NAPOLI COM'ERA NELLE GOUACHES DEL SETTE E OTTOCENTO - Giancarlo Alisio, Pier Andrea De Rosa, Paolo Emilio Trastulli

AAA Immagine Non Disponibile pAutori: Giancarlo Alisio, Pier Andrea De Rosa, Paolo Emilio Trastulli
Titolo: Napoli com'era nelle gouaches del Sette e Ottocento
Sottotitolo: Le immagini struggenti di una delle piu' belle e affascinanti citta'-capitali d'europa e dei suoi dintorni
Nuova edizione riveduta e ampliata
Descrizione: Volume in 8° (cm 27 x 27), rilegato, con sovraccoperta illustrata; 14 illustrazioni a colori nel testo e 109 illustrazioni, sempre a colori, a tutta pagina; pp. 275
Luogo, Editore, data: Roma, Newton & Compton, novembre 2004
ISBN: 88-7983-629-3 
Disponibilità: No

Questo volume persegue l'intento di recuperare, attraverso l'analisi di una ricca serie di gouaches, quasi tutte inedite, l'immagine scomparsa della struttura urbana di Napoli del Settecento e dell'Ottocento.

 

Famosa in Europa per lo splendore della Corte e della nobilta', per la ricchezza delle opere d'arte, la bellezza del golfo e dei suoi dintorni, e l'importanza delle zone archeologiche, la citta' diviene nel Settecento una delle tappe fondamentali del Grand Tour.

Gli aristocratici stranieri e, piu' tardi, i ricchi borghesi saranno i principali acquirenti e, talvolta, i committenti di questo genere di pittura, che con i suoi colori netti e brillanti costituiva un immediato e accattivante riferimento ideale al soggiorno nella capitale partenopea.

Grande rilievo assumono anche le immagini dei dintorni, delle isole, delle rovine archeologiche, delle feste, dei costumi dei suoi abitanti e, soprattutto, delle eruzioni del Vesuvio, fenomeni di grande interesse e di sinistra bellezza che esaltavano la fantasia dei visitatori.

Sono questi gli aspetti messi in evidenza da Giancarlo Alisio nel suo saggio, nel quale, dopo aver brevemente accennato alle problematiche del «genere», alla tecnica e all'attivita' di pittori quali Hackert, Fabris, d'Anna, della Gatta ed altri, traccia un quadro generale dello scenario urbano fermato nelle gouaches e dei successivi interventi che lo hanno radicalmente modificato.

Nelle cento schede che seguono, Pier Andrea De Rosa e Paolo Emilio Trastulli descrivono, a loro volta, luoghi e ambienti, individuando puntualmente le caratteristiche naturali e gli edifici rappresentati.
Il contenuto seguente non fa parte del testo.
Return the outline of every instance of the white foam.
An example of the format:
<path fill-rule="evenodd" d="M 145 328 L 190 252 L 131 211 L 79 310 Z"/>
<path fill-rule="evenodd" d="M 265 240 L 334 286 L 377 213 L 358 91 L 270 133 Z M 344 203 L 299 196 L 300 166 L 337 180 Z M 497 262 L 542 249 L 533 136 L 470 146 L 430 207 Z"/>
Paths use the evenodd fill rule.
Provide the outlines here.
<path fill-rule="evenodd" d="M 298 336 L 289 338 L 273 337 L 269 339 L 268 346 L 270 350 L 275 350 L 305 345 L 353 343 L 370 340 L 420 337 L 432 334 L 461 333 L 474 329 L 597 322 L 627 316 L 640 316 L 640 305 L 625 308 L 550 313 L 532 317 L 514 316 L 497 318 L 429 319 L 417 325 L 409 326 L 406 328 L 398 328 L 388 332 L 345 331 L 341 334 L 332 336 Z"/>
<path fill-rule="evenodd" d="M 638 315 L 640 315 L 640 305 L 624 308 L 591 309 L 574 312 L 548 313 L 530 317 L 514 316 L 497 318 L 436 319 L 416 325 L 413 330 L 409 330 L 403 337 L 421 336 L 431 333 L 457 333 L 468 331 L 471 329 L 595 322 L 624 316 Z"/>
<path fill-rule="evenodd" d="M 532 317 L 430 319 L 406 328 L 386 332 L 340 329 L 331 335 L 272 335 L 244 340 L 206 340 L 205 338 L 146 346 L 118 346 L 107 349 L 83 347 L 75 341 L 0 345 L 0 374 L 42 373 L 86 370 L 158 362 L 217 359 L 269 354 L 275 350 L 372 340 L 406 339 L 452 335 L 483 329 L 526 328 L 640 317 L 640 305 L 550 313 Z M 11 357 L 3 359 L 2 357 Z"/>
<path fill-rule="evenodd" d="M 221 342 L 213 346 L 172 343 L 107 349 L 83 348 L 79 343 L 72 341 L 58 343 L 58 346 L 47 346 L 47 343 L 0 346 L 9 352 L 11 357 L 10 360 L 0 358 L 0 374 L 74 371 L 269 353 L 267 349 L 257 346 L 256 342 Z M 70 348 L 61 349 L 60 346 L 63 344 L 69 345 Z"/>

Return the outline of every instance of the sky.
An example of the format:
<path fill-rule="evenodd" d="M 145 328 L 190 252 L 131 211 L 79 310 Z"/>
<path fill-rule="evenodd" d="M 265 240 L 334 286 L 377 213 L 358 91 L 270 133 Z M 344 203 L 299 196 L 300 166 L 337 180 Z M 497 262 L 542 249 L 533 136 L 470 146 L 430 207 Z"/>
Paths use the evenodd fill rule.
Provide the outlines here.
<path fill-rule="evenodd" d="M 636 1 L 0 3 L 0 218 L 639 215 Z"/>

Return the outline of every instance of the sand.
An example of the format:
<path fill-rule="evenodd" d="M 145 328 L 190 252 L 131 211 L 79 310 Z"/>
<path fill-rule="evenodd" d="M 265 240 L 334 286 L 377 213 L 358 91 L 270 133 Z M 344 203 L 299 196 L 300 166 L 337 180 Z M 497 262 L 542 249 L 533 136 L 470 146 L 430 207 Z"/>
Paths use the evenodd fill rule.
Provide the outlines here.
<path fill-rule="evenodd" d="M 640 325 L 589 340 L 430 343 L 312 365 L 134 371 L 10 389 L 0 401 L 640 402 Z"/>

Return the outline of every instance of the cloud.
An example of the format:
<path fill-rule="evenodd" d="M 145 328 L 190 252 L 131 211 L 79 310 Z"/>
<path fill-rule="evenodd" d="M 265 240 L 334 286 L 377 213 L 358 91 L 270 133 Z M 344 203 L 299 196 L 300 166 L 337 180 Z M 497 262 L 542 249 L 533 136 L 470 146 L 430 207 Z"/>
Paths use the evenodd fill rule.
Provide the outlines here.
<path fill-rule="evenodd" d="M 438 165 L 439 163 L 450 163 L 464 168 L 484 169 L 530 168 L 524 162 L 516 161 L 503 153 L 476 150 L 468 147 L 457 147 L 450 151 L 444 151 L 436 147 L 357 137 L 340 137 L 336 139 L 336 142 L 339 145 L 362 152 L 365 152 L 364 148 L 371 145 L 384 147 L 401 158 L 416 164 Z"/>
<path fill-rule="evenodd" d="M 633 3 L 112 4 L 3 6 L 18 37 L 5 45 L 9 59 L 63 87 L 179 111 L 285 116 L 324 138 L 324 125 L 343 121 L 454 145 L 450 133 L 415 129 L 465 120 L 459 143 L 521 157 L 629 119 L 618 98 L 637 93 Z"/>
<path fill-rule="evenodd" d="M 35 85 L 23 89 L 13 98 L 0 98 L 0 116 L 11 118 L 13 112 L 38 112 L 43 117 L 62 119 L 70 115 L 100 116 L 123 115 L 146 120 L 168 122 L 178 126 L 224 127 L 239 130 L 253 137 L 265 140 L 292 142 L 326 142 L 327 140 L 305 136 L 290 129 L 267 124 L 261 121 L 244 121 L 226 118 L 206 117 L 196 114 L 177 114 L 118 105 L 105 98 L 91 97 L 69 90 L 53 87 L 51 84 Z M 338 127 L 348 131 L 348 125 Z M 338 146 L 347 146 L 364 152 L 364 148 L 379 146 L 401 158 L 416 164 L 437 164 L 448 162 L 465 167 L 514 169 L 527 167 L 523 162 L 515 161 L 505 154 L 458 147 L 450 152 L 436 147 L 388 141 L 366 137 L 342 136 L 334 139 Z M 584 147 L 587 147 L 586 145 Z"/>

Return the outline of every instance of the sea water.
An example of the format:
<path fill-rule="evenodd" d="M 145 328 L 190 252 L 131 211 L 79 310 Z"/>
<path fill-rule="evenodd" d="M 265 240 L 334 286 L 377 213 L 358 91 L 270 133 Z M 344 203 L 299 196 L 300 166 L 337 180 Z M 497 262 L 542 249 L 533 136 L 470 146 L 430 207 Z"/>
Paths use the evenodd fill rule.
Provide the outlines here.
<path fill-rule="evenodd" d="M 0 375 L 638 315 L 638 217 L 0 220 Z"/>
Inoltre, utilizzando con particolare acume descrizioni di scrittori e di poeti, ricreano la magica atmosfera di un mondo e di una civilta' non piu' recuperabili.


Giancarlo Alisio è professore ordinario di Storia dell'Architettura presso l'Universita' di Napoli. Si interessa attivamente degli odierni problemi dell'architettura e dell'urbanistica napoletana.

Pier Andrea De Rosa si interessa di pittura romana e napoletana dell'Ottocento. Collabora a riviste e periodici e ha curato mostre e cataloghi d'arte. Tra le sue pubblicazioni, insieme a Paolo E. Trastulli, La Campagna Romana, La Campagna Romana da Hackert a Balla e Vincenzo Giovannini, 1817-1903.

Paolo Emilie Trastulli, appassionato dell'Ottocento, collabora a riviste e periodici e ha curato mostre e cataloghi d'arte. Per la Newton & Compton ha gia' pubblicato Roma, grandezza e splendore (1987), con V. D'Erme e R. Mammuccari Le Paludi Pontine, un mondo scomparso (1984, 2003) e, con P.A. De Rosa, Orchidee romane (1988), Roma d'una volta (1991), e Roma sparita e dintorni (1994).